Last NLA case dismissed
A long legal battle has ended.
MONY Life Insurance of New York has ended its bid to recover the attorney's fees it spent during a six-year legal battle with the National Licensing Association.
MONY's attorney Paul Swanson, with Lane Powell PC in Seattle, Washington, asked the U.S. District Court of Washington to dismiss its suit against the NLA, saying it did not make economic sense to continue to pursue recovery of legal costs.
MONY was a defendant in one of the first cases filed by the NLA in 2002 alleging patent and trademark infringement. The company had repossessed an orchard in Washington State that the NLA alleged had illegally propagated Scarlet Spur Red Delicious and Smoothee Golden Delicious trees. The orchard owners and management company were also sued but settled with the NLA. MONY declined to settle and filed counterclaims against the NLA alleging that its action against a financial institution was a misuse of U.S. patents and trademarks.
In 2004, after U.S. District Court Judge Lonny Suko ruled that the NLA had no standing to sue on behalf of patent holders, the NLA refiled the case with the nurseries that held the Scarlet Spur and Smoothee patents named as plaintiffs.
Judge Suko ruled that MONY did not infringe the patents or trademarks and the two nurseries (Van Well Nursery in Washington and Hilltop Nursery in Michigan) settled with MONY by paying $75,000 each.
MONY then asked for attorney's fees to be awarded against the NLA. Attorney's fees can be awarded in exceptional cases to prevailing parties, but in March this year, Judge Suko ruled that MONY had not prevailed over the NLA, as it was not named in the suit.
On April 15, the NLA attorneys and MONY's attorney, Swanson, held a conference call with the judge to discuss whether MONY's claims against the NLA should go to trial. Swanson asked the judge to dismiss the case, with no costs awarded.
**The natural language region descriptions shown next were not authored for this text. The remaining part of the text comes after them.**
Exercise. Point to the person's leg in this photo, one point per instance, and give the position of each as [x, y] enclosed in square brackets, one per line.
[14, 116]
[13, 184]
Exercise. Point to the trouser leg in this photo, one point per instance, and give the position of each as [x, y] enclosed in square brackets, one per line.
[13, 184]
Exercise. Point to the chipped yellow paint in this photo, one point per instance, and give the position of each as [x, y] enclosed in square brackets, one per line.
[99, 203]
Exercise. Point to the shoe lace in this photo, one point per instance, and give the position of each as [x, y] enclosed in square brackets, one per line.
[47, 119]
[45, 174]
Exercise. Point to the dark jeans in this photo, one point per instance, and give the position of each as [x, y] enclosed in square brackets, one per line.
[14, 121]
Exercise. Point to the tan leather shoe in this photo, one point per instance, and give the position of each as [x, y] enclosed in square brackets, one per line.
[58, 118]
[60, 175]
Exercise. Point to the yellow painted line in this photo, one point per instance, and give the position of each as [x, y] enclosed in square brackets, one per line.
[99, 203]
"We decided the cost of going to trial didn't pencil out economically," he said. "I think the claims have a lot of merit, but you can win a case and lose because you can never recover what you spent."
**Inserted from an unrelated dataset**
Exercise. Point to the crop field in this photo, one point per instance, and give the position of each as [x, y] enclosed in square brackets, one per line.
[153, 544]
He said the judge also questioned whether it would make economic sense for the case to go to trial.
Lack of standing
Swanson said he became involved in the NLA litigation when he represented Inland Fruit Company, which the NLA had sued for allegedly infringing several apple-variety patents and trademarks. That case was the first to be dismissed on the grounds that the NLA did not have legal standing to sue on behalf of patent holders, and it led to the dismissal of other pending suits.
At the same time, Swanson was also representing MONY, a case that also resulted in other significant precedential decisions on patent and trademark claims, he said. "I think it's led to some case law that didn't exist before that should provide some guidance for people who are thinking that they can bring the financing companies into patent and trademark infringement claims because they're buying and selling agricultural property."
Rex Stratton, managing partner of the NLA, said he and his partner Pat Ballew do not intend to refile any of the suits that were dismissed, but they will continue to try to make the tree fruit industry aware that pirating trees is not appropriate and the NLA will take enforcement measures where necessary.
"We're not going to go out and sue every bank and every grower, but where it comes to our attention that someone has been particularly out of hand in terms of enforcement, then the NLA will most likely take action if we don't get voluntary compliance," he said. "Still, the goal is to have people realize that propagating trees without a license is a little bit like sheep stealing."
Many varieties are now in the public domain, Stratton noted, and are freely available. Some patents that were the subject of previous NLA actions have since expired, and in the MONY case, the judge ruled that the name Scarlet Spur had become generic and could no longer operate as a trademark. But Stratton said the NLA would be actively working to protect the patents and trademarks of newer varieties, including Pink Lady. "Clearly, the people who are developing the new varieties are going to want to protect those varieties," he said.